I currently use the San Fran heavily pretty much from the moment I wake, til the moment I sleep and only really have to top the charge up in the evening if I've been using the wifi or GPS excessively. I have all the programs you've listed above open permanently apart from spotify, I don't really use the phone for listening to music, I have a separate 4gb mp3 player for that which holds more than the San Fran with the stock sd card. Maybe that is what is causing the battery drain, have you checked by using the "spare parts" app ?


----------



## Idaho (Apr 6, 2011)

Smartphone battery life is a major pain until your expectations change and you get used to charging daily. It does feel like a bit of a chore though.


----------



## bi0boy (Apr 6, 2011)

It's not hard to charge a phone every day. It's not like you need to do it manually.

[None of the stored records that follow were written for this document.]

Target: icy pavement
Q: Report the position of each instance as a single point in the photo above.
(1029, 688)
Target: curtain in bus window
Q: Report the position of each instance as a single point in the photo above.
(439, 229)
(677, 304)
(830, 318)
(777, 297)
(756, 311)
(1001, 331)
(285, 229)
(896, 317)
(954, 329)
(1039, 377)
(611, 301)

Do people really not spend any time near a power point for a couple of hours in a 24 hour period, even when asleep?

If you're going away from home I'd have thought it would make sense to take a charger anyway, even if you phone battery normally lasts a week.


----------



## skyscraper101 (Apr 7, 2011)

RaverDrew said:


> I think a lot depends on the ROM you use skyscraper101, did you say you were using Japanese Jellyfish before ? I always found it shite for battery life.
> 
> I currently use the San Fran heavily pretty much from the moment I wake, til the moment I sleep and only really have to top the charge up in the evening if I've been using the wifi or GPS excessively. I have all the programs you've listed above open permanently apart from spotify, I don't really use the phone for listening to music, I have a separate 4gb mp3 player for that which holds more than the San Fran with the stock sd card. Maybe that is what is causing the battery drain, have you checked by using the "spare parts" app ?



Yeah not running spotify seems to help a bit. It's a shame because I was very excited about unlimited data + spotify for the first couple of weeks of getting this phone but drain on battery combined with ridiculously quiet sound from the san fran (and still no fix has worked despite several attemps). I've gone back to using my iPod classic which has twice the volume.


----------



## Idaho (Apr 7, 2011)

bi0boy said:


> It's not hard to charge a phone every day. It's not like you need to do it manually.
> 
> Do people really not spend any time near a power point for a couple of hours in a 24 hour period, even when asleep?
> 
> If you're going away from home I'd have thought it would make sense to take a charger anyway, even if you phone battery normally lasts a week.


 
It's not hard. But it's an extra consideration. If I am away for a night, I have to take a charger. If I am away abroad for the night I have to take a charger and adapter. I'm not saying it's a big deal. Just an additional chore. Each night I have to remember to plug it in. It does make it more like a pet than a device.


----------



## London_Calling (Apr 7, 2011)

Someone suggested getting a second battery for the SF for about £15 on ebay - just an idea.


----------